Once you have decided on the number of profiles you would like to use, you should re-run "inspectProfiles" with that number set. It will return a dataframe (called "lpaData"" in this example) that includes the profile membership scores to be used as a predictor or outcome of any system variables of interest. The function "makeFullData" then combines the profile membership data with your original dataframe containing the system variables you would like to explore as predictors and outcomes of the profile membership.

fullData <- makeFullData(basedata=data1, personId="person", dyadId="couple", dist_name="female", 
                         lpaData=lpaData, params=clo$params)
head(fullData)

Finally, if the number of profiles you have chosen provides a good representation of the data, you should be able to at least fantasize that you can see the prototypical trajectories reflected in the raw data. Of course, the raw data has a lot of noise which makes it hard to see patterns, but a good LPA solution should produce groups of dyads that appear to at least have some similarity to each other and the prototypical trajectories. In order to assess this, we provide the function "plotDataByProfile" that produces plots of the raw data grouped by profile membership.
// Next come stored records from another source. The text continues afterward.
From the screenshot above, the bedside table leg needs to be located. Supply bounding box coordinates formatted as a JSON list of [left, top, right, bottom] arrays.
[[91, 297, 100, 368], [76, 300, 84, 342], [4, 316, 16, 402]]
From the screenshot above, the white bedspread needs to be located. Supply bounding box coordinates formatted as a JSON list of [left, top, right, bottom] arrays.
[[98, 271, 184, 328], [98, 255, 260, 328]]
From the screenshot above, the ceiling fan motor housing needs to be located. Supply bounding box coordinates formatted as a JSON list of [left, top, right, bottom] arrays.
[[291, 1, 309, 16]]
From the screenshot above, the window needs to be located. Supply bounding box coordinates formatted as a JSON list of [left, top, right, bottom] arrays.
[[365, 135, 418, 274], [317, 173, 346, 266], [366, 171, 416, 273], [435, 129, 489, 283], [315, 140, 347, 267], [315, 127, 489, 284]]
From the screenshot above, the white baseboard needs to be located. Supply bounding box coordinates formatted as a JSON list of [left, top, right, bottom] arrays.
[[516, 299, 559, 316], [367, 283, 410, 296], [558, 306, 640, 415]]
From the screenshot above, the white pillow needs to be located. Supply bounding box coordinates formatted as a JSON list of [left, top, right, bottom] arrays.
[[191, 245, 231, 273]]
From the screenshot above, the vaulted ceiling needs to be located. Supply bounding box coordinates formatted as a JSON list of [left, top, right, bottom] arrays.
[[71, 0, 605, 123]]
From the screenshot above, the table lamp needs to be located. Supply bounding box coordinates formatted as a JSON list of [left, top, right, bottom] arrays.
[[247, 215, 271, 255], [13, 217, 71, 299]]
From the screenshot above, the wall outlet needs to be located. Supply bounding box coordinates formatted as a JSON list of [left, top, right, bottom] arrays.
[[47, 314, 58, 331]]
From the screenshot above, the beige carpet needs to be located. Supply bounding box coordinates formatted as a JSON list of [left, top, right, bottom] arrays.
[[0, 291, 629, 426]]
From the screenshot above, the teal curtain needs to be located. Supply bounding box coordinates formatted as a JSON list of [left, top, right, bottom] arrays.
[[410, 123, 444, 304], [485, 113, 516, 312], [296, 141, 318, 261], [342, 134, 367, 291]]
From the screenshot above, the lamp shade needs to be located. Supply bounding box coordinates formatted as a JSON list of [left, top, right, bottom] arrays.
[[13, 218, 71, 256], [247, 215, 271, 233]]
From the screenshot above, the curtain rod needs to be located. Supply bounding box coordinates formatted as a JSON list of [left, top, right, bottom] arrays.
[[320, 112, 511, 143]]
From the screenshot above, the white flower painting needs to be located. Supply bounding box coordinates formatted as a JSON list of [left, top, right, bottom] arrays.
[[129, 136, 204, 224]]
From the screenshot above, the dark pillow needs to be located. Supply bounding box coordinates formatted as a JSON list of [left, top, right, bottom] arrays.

You can either have the plots displayed on the screen, or save them as a pdf.

# display plots on screen
profilePlots <- plotDataByProfile(prepData=data2, fullData=fullData, n_profiles= 3, dist0name="men", dist1name="women", plot_obs_name="Dial", printPlots=T)
# save plots to pdf
pdf("dataByProfile.pdf")
plotDataByProfile(prepData=data2, fullData=fullData, n_profiles= 2, dist0name="men", dist1name="women", plot_obs_name="Dial")
dev.off()

Here we show a few examples from each profile. In this example, there is some evidence of the partner's showing in-phase synchrony in Profile 1, especially towards the end of the conversation, while those in Profile 2 appear somewhat less tightly connected.

Next Steps and a Warning

At this point you have a dataframe containing the original data, combined with profile membership for each dyad. You also have a dataframe with the coupled-oscillator parameter estimates for each dyad. One option is to use the built-in capability of rties for using profile memberships to either predict, or be predicted by, the system variable (see vignette called "sysVar_inOut"). Another option is to do whatever further analyses you want outside the rties environment. But please, if you use the parameter estimates in subsequent analyses, do not investigate one (or several) in isolation! THe predicted dynamics depend on all of the parameters operating together as a set. For example, it is an error to take one parameter, for example the male's damping parameter, and correlate it with something else. You could have two dyads, both of which have the male damping parameter estimated to be -.12, but those dyads could still have completely different dynamics (e.g., could end up in different profiles), depending on the values of all the other parameters. So, whatever you do, keep the parameters operating together as a set or be warned that any findings are uninterpretable.